Mountain in Alaska, United States

Mount Yeatman is a 5670. ft mountain summit in Alaska, United States.

==Description==
Mount Yeatman is situated 8 mi north-northwest of Skagway and 5.4 mi west of Mount Carmack in the Boundary Ranges of the Coast Mountains. Precipitation runoff from the mountain drains into tributaries of the Taiya River. Although modest in elevation, relief is significant as the summit rises 5590. ft above the Taiya Valley in 2 mi. The Klondike Gold Rush National Historical Park and Chilkoot Trail lie at the eastern base of the mountain.

==Etymology==
The Klondike Gold Rush attracted thousands of new, inexperienced people to Northern Lynn Canal. As they attempted to strike it rich, they overran the landscape and the people already living there. Both the United States and Canada wanted to claim the port towns of Skagway and Dyea. In February 1898, the 14th Infantry sent soldiers and a Hospital Corps detachment to establish law and order in this wild frontier. Companies B, H, and the Hospital Corps went to Dyea, which lies immediately south of this mountain. Company B was led by Captain Richard T. Yeatman (1848–1930). The mountain was named in 1898 by John A. Flemer of the United States Coast and Geodetic Survey, and the toponym was officially adopted by the U.S. Board on Geographic Names.

==Climate==

Based on the Köppen climate classification, Mount Yeatman has a subarctic climate with cold, snowy winters, and cool summers.
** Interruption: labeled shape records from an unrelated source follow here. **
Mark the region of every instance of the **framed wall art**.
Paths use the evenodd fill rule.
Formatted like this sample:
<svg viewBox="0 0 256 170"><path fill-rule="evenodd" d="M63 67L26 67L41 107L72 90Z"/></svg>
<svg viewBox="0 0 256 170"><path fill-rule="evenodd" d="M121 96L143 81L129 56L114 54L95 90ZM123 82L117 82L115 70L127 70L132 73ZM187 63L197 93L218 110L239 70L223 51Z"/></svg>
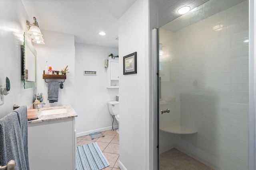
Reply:
<svg viewBox="0 0 256 170"><path fill-rule="evenodd" d="M123 74L137 73L137 52L124 57Z"/></svg>

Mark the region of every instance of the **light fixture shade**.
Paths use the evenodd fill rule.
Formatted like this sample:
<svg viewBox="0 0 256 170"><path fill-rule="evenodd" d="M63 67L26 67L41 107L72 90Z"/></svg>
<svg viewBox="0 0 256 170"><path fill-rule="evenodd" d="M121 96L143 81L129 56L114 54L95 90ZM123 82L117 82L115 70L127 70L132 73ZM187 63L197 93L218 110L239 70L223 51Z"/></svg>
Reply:
<svg viewBox="0 0 256 170"><path fill-rule="evenodd" d="M32 25L29 30L27 33L30 35L37 36L42 36L43 35L41 33L40 29L36 25Z"/></svg>
<svg viewBox="0 0 256 170"><path fill-rule="evenodd" d="M42 36L35 36L33 35L30 36L30 38L33 40L39 40L39 41L44 41L44 39L43 38Z"/></svg>
<svg viewBox="0 0 256 170"><path fill-rule="evenodd" d="M36 40L36 39L34 39L33 40L32 40L32 42L38 44L44 44L44 41L42 40Z"/></svg>

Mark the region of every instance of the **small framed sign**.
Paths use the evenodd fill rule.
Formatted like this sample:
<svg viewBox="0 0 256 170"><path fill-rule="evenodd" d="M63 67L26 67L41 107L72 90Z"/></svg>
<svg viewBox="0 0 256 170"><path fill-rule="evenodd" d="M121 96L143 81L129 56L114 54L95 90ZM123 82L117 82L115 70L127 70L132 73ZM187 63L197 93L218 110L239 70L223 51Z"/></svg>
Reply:
<svg viewBox="0 0 256 170"><path fill-rule="evenodd" d="M97 72L94 71L84 71L84 75L97 75Z"/></svg>

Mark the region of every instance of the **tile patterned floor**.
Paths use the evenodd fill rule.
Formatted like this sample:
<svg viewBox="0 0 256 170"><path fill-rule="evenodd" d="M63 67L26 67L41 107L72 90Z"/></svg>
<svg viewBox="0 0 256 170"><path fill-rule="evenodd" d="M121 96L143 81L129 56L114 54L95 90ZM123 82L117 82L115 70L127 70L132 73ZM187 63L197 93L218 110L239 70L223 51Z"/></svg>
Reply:
<svg viewBox="0 0 256 170"><path fill-rule="evenodd" d="M104 170L118 170L119 157L119 135L116 129L102 132L105 137L92 139L90 135L76 138L76 146L97 142L98 145L110 164Z"/></svg>
<svg viewBox="0 0 256 170"><path fill-rule="evenodd" d="M160 170L214 170L173 148L160 154Z"/></svg>

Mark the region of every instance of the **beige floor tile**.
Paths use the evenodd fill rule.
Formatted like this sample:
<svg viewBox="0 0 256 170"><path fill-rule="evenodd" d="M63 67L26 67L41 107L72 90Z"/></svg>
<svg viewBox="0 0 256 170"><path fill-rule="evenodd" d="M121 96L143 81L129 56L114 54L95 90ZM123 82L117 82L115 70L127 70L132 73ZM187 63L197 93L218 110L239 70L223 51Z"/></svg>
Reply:
<svg viewBox="0 0 256 170"><path fill-rule="evenodd" d="M84 139L83 139L87 140L87 141L96 141L96 140L98 139L98 138L94 138L93 139L92 139L92 138L91 138L91 137L90 135L86 135L84 137Z"/></svg>
<svg viewBox="0 0 256 170"><path fill-rule="evenodd" d="M107 143L109 143L110 141L113 139L114 137L113 136L109 136L107 135L105 135L104 137L100 137L98 138L96 141L97 142L106 142Z"/></svg>
<svg viewBox="0 0 256 170"><path fill-rule="evenodd" d="M119 160L118 159L117 160L116 160L116 162L115 164L115 165L114 166L114 168L119 168L119 167L118 166L118 165L119 164L118 163L118 160Z"/></svg>
<svg viewBox="0 0 256 170"><path fill-rule="evenodd" d="M112 170L112 167L110 167L109 166L108 166L102 169L104 170Z"/></svg>
<svg viewBox="0 0 256 170"><path fill-rule="evenodd" d="M110 142L110 143L116 143L117 144L119 144L119 137L115 136L114 137L114 138L113 138L113 139L112 139L112 141L111 141Z"/></svg>
<svg viewBox="0 0 256 170"><path fill-rule="evenodd" d="M96 142L98 146L100 149L100 150L102 151L103 151L104 149L105 149L107 147L107 146L108 145L108 143L106 143L105 142Z"/></svg>
<svg viewBox="0 0 256 170"><path fill-rule="evenodd" d="M104 132L104 134L105 135L115 136L117 133L116 132L116 130L114 129L113 131L112 131L111 130L105 131Z"/></svg>
<svg viewBox="0 0 256 170"><path fill-rule="evenodd" d="M88 144L88 143L93 143L93 141L87 141L86 140L81 140L76 143L76 146L83 145L84 145Z"/></svg>
<svg viewBox="0 0 256 170"><path fill-rule="evenodd" d="M167 166L162 165L160 165L159 166L160 170L176 170L174 166Z"/></svg>
<svg viewBox="0 0 256 170"><path fill-rule="evenodd" d="M119 155L118 154L115 154L110 153L106 153L103 152L103 154L106 157L106 158L108 161L108 162L110 164L110 165L109 167L113 167L115 165L115 163L116 162Z"/></svg>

Weather systems coming off the Gulf of Alaska are forced upwards by the Coast Mountains (orographic lift), causing heavy precipitation in the form of rainfall and snowfall. Winter temperatures can drop below 0 °F with wind chill factors below −10 °F. This climate supports the Irene Glacier on the northwest slope of this peak. The months May through July offer the most favorable weather for viewing or climbing Mount Yeatman.